What is your intuition / interpretation of a distribution of eigenvalues of a correlation matrix? I tend to hear that usually 3 largest eigenvalues are the most important, while those close to zero are noise. Also, I’ve seen a few research papers investigating how naturally occuring eigenvalue distributions differ from those calculated from random correlation matrices (again, distinguising noise from signal).

I tend to hear that usually 3 largest eigenvalues are the most important, while those close to zero are noise

You can test for that. See the paper linked in this post for more detail. Again if your dealing with financial times series you might wanna correct for leptokurticity first (i.e. consider the series of garch-adjusted returns, not the raw returns).

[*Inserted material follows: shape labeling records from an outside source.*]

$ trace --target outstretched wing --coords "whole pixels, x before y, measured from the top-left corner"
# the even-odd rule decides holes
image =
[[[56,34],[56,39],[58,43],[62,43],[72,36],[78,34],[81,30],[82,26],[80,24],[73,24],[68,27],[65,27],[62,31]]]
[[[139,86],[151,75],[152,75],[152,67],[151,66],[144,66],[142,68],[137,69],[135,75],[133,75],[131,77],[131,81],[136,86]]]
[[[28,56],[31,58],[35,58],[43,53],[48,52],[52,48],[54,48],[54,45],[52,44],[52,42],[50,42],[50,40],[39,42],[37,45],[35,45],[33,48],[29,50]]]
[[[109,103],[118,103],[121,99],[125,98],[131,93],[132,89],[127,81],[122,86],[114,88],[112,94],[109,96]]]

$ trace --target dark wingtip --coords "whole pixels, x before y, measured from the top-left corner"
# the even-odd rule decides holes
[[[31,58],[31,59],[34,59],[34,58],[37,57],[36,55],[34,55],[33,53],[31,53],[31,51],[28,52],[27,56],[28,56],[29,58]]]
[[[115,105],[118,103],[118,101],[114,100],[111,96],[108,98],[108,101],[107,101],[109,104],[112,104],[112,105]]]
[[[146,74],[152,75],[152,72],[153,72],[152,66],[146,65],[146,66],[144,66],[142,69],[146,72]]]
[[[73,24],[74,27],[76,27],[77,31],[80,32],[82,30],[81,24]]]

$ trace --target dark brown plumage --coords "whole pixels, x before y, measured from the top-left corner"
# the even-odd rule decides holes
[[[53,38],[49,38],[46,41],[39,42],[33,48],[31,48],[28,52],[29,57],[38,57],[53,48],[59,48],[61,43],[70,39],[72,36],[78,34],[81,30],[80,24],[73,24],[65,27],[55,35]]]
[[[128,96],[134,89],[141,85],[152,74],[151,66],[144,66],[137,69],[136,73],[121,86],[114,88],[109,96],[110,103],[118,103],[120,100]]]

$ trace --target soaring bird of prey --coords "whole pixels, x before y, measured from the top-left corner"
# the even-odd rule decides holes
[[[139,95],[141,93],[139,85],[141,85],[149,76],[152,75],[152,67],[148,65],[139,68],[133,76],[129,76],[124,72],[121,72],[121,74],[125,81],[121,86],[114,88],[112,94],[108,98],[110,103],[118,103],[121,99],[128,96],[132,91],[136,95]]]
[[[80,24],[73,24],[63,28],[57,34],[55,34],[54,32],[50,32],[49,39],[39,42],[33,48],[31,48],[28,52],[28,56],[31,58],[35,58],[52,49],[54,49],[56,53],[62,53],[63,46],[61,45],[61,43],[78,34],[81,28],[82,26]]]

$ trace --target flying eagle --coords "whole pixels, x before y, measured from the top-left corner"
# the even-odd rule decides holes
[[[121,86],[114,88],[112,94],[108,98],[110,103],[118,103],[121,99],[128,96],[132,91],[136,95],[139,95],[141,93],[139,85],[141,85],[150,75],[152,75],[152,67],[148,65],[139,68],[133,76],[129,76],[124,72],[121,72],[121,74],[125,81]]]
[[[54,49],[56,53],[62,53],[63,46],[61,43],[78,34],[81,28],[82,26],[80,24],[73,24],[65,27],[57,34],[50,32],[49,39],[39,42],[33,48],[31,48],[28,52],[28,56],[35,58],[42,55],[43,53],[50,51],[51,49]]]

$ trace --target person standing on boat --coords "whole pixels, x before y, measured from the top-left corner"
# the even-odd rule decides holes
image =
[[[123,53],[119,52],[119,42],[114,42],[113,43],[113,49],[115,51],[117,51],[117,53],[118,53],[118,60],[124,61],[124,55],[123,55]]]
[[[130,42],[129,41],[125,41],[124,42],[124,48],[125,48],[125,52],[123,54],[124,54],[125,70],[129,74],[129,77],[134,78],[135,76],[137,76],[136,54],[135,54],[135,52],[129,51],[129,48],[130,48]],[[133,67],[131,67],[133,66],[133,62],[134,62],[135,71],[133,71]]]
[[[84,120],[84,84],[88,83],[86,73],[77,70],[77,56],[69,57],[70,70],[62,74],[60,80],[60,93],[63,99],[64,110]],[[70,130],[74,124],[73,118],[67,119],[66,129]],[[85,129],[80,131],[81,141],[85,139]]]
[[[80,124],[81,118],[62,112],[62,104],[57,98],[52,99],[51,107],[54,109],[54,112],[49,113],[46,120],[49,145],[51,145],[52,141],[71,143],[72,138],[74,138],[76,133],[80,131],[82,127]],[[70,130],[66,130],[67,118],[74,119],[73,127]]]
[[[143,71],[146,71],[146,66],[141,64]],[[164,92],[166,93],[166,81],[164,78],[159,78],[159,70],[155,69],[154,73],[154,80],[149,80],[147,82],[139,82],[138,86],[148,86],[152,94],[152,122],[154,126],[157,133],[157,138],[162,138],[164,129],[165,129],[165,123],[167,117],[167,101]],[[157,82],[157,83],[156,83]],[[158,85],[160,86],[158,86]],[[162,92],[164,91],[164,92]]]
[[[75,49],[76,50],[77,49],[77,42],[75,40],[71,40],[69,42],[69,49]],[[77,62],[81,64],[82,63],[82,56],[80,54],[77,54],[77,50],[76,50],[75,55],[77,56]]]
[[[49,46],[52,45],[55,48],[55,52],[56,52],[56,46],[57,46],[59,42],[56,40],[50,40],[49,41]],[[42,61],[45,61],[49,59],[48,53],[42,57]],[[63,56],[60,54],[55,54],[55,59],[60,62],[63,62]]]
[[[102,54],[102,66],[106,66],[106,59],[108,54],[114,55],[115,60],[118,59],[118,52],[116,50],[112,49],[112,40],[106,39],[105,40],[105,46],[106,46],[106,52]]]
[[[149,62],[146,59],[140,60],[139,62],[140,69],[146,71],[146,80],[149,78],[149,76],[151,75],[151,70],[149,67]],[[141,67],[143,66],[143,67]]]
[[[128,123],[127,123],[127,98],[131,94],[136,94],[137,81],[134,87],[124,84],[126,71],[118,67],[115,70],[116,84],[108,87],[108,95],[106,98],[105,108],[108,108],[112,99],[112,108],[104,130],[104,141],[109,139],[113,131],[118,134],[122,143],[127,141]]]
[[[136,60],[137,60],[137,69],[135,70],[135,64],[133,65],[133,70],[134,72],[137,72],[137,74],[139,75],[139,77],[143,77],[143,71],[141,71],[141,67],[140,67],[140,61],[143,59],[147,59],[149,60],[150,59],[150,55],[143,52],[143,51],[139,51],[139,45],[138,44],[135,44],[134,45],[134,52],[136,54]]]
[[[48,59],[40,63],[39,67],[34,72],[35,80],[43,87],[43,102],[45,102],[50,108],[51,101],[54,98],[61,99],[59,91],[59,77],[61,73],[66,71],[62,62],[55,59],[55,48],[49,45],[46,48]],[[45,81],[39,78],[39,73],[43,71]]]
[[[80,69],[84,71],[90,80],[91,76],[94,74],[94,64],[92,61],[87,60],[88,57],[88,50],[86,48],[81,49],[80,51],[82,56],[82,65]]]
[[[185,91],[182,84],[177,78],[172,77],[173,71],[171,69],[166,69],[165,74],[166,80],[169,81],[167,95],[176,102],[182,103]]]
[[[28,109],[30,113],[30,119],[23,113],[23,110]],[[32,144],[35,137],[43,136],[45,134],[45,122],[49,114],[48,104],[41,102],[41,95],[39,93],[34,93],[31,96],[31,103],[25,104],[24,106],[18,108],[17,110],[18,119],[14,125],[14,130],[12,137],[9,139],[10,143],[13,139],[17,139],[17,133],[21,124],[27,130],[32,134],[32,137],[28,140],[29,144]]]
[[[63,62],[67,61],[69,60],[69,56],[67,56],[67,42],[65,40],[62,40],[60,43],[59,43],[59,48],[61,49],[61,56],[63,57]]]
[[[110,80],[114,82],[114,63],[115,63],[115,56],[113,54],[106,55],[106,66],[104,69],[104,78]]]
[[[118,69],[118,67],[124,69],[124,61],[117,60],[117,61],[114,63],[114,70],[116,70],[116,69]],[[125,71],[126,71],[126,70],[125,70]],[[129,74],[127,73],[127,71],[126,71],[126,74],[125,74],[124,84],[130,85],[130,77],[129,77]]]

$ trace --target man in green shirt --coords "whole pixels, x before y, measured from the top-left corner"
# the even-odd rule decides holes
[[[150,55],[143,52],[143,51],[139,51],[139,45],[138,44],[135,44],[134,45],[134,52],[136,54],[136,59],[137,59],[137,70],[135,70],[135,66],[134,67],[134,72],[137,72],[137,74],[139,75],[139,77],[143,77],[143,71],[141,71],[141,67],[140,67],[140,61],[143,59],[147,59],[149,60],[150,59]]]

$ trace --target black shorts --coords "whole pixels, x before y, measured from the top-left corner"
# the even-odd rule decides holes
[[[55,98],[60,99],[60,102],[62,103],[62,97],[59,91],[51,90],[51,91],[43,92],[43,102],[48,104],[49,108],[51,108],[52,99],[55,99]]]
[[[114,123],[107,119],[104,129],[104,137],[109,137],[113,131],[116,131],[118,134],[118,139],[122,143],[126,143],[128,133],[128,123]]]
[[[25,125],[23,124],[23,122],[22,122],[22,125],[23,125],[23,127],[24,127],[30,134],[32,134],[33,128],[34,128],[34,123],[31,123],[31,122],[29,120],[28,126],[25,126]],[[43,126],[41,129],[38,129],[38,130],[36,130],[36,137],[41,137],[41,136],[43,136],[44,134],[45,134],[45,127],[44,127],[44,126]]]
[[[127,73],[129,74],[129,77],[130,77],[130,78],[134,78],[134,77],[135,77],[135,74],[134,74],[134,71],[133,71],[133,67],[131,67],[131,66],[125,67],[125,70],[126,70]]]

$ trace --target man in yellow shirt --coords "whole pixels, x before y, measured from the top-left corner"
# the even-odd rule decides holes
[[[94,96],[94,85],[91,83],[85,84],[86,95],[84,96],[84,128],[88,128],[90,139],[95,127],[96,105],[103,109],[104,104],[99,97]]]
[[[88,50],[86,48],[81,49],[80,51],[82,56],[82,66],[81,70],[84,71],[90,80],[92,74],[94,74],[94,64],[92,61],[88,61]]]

I’ve seen a few research papers investigating how naturally occuring eigenvalue distributions differ from those calculated from random correlation matrices (again, distinguising noise from signal).

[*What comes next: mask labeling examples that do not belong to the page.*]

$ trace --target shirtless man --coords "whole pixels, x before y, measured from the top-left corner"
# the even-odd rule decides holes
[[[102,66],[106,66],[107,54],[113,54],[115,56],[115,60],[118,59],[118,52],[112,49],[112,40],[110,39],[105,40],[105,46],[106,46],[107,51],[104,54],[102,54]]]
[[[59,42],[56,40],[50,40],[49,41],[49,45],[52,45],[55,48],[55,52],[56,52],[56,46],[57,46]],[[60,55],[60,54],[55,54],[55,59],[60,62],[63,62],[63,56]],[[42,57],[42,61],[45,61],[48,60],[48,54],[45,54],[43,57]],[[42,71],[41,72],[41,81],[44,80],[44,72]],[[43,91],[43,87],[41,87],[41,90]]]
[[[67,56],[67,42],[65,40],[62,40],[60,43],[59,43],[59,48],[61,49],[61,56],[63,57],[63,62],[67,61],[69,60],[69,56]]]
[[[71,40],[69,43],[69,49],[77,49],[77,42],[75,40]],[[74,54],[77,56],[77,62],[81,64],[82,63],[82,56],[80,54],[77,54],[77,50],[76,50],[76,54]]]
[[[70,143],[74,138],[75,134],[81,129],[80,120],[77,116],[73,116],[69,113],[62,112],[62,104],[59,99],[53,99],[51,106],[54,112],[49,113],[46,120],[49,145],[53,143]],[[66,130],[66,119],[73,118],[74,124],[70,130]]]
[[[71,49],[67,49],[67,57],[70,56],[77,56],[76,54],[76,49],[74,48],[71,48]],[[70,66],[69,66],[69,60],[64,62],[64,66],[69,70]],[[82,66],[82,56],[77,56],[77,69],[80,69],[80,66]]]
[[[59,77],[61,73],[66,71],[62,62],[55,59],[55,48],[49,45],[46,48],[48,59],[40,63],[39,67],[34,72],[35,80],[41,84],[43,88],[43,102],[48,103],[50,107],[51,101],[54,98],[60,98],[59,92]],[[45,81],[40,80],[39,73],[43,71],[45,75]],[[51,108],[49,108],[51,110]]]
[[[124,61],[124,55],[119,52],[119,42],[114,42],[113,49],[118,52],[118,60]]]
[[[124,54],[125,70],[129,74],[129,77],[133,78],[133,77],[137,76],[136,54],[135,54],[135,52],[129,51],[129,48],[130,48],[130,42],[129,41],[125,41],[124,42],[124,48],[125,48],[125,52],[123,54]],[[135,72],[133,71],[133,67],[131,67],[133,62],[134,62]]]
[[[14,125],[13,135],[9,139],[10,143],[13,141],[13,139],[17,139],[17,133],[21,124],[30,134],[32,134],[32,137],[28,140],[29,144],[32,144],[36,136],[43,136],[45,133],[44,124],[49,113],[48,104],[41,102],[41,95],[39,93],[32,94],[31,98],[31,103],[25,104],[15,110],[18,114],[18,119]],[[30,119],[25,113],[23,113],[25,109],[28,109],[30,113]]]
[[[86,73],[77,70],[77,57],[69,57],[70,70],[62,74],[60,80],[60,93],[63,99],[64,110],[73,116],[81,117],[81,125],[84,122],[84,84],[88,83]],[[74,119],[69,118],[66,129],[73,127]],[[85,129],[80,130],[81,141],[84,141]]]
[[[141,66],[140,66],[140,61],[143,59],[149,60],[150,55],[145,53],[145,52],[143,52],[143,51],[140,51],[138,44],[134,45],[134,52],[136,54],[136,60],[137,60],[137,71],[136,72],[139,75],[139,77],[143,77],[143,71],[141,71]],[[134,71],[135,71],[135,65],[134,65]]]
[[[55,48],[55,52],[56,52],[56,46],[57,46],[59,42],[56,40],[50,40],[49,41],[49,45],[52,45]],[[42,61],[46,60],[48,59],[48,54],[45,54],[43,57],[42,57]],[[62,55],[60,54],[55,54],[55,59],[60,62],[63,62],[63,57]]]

Edward:> Usually, one would do it the other way arround: look at the multivariate distribution of eigenvalues (of correlation matrices) coming from the application you want. Once you have identified a credible candidate for the distribution of eigenvalues, it should be fairly easy to generate from them.

The best procedure on how to identify the multivariate distribution of your eigenvalues depends on how many assets you want to consider simultaneously (i.e. what are the dimensions of your correlation matrix). There is a neat trick if $p\leq 10$ ($p$ being the number of assets).

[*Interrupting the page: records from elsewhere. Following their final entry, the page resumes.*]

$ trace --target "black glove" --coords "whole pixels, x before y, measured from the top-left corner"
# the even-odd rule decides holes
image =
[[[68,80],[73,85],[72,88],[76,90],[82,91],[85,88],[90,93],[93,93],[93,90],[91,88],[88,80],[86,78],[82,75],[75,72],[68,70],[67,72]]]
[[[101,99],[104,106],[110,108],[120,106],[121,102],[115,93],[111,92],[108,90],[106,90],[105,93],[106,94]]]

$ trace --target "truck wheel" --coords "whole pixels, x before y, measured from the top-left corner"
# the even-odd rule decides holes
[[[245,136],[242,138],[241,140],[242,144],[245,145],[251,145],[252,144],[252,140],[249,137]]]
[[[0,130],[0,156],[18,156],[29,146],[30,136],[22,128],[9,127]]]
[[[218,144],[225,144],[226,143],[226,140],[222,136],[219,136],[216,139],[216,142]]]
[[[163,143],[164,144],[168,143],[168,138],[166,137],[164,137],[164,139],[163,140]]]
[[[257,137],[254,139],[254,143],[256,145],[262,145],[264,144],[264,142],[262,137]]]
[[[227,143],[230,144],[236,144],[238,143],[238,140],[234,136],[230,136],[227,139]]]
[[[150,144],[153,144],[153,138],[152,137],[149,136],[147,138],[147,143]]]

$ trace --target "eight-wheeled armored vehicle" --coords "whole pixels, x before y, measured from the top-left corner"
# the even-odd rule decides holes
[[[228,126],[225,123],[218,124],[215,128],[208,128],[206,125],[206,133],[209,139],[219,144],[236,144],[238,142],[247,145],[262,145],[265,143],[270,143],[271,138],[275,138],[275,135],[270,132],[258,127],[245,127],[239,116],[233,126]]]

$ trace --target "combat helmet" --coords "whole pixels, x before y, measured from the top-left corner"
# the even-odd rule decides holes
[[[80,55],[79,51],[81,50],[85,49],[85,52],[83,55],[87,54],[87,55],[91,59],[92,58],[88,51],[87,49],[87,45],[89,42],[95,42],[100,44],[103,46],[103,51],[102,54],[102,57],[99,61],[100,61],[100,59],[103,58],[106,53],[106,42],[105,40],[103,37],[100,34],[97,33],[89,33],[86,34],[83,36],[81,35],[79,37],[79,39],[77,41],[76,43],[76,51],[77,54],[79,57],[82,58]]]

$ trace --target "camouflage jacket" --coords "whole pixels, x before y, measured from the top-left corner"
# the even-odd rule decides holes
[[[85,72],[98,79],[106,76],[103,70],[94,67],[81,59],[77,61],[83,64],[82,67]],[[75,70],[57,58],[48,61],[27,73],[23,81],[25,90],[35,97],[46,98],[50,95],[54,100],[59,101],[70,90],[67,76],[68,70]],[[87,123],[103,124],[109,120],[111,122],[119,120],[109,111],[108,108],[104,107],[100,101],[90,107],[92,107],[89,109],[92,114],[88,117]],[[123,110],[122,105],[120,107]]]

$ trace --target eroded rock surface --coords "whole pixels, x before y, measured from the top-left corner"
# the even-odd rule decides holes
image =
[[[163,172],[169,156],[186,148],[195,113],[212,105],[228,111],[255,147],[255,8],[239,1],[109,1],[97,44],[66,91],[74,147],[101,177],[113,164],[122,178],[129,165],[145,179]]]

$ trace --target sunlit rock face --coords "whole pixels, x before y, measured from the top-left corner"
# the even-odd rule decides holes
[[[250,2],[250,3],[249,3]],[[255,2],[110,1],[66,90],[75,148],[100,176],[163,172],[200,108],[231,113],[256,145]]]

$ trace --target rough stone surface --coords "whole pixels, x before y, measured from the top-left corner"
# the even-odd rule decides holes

1. Suppose you have $j=1,…,J$ sub samples of multivariate data. You need an estimator of the variance-covariance matrix $\tilde{C}_j$ for each sub-sample $j$ ( you could use the classical estimator or a robust alternative such as the fast MCD, which is well implemented in matlab, SAS, S,R,…). As usual, if your dealing with financial times series you would want to consider the series of garch-adjusted returns, not raw returns.
2. For each sub sample $j$, compute $\tilde{\Lambda}_j=$ $\log(\tilde{\lambda}_1^j)$ ,…, $\log(\tilde{\lambda}_p^j)$ , the eigen values of $\tilde{C}_j$.
3. Compute $CV(\tilde{\Lambda})$, the convex hull of the $J \times p$ matrix whose j-th entry is $\tilde{\Lambda}_j$ (again, this is well implemented in Matlab, R,…).
4. Draw points at random from inside $CV(\tilde{\Lambda})$ (this done by giving weight $w_i$ to each of the edges of $CV(\tilde{\Lambda})$ where $w_i=\frac{\gamma_i}{\sum_{i=1}^{p}\gamma_i}$, where $\gamma_i$ is a draw from an unit exponential distribution (more details here).
A limitation is that fast computation of the convex hull of a series of points becomes extremely slow when the number of dimensions is larger than 10. $J\geq2$